「昨日ね。ジュンコさんが来たよ」
病床の母が突然言った。
ジュンコさんと言えば、一年前に死んだ叔母だ。
母をお迎えに来たのか、と覚悟したがそれにしてはおかしい。
母の身を一番案じていたのは牧師をやっていた母の父親、つまり私にとっての祖父だ。母がまだ成人する前に死んでいるので、母はファザコン気味のところがあったし、祖父も母を猫可愛がりしていた。
もしあの世からお迎えに来るならば、祖父が来るはずだと思っていた。
次の日、母は言った。
「昨日はセキちゃんが来たよ」
セキちゃんは三年前に死んだ母の姉だ。
ははあ、と思った。どうしてそれほど親しくなかったのにジュンコさんが真っ先に来たのか理由が判った。
死んだ順番を逆に辿っているのだ。
先に死んだ者ほど冥界の奥にいるのだろう。だからこちらに戻って来るのに時間がかかる。幽霊は一日千里を走るというが、それでもなお旅路は遠いのか。
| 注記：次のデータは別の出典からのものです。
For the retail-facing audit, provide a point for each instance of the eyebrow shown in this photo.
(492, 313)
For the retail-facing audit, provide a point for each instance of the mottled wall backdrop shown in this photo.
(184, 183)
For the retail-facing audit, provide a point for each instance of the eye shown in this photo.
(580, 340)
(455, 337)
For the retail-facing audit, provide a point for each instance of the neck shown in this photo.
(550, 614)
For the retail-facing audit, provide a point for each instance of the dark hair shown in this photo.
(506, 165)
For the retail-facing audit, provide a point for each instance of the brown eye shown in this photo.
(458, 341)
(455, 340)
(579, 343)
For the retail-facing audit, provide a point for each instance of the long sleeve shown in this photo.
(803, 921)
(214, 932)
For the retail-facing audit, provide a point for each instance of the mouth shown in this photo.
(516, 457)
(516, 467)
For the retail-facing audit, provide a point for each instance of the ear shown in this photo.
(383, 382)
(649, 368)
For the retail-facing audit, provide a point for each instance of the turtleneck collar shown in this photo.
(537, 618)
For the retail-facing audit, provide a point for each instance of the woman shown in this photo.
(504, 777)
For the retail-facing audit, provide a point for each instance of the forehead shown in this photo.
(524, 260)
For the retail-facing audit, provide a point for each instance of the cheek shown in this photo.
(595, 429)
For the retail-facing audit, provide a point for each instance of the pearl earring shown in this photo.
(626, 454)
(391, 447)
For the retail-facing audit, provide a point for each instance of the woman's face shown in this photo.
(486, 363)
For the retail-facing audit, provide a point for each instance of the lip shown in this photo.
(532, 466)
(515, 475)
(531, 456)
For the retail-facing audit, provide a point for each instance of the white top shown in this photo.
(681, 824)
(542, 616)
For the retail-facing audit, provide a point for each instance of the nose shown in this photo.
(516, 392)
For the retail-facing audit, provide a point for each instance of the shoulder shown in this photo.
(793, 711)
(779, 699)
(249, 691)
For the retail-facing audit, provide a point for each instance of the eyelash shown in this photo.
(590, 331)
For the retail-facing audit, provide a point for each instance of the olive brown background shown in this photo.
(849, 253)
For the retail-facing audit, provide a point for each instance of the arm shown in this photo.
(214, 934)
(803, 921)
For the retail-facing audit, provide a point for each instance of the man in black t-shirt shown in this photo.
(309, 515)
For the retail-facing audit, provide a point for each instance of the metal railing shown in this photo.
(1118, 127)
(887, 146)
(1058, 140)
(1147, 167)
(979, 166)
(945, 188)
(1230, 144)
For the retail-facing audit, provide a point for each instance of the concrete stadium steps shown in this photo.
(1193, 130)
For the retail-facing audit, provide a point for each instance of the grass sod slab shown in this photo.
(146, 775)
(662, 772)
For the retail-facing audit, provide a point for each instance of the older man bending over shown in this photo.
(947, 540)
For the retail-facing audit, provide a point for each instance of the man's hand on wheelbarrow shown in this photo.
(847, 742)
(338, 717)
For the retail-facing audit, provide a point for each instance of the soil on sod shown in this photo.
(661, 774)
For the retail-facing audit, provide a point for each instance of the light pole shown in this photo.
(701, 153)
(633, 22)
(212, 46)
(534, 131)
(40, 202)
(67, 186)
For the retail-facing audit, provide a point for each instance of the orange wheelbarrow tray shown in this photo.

それからしばらくは何事も無かった。お爺さんが死んだのは六十年前だ。それだけ帰って来るのに時間がかかるのだろう。
そんなある日、母が言った。
「昨日はお爺さんが来たよ」
母の口からお爺さんという言い方をしているが、つまりは祖父だ。
ついに来たのだね。
母の時が尽きるのが近いことを知り、静かに心の中で涙を流した。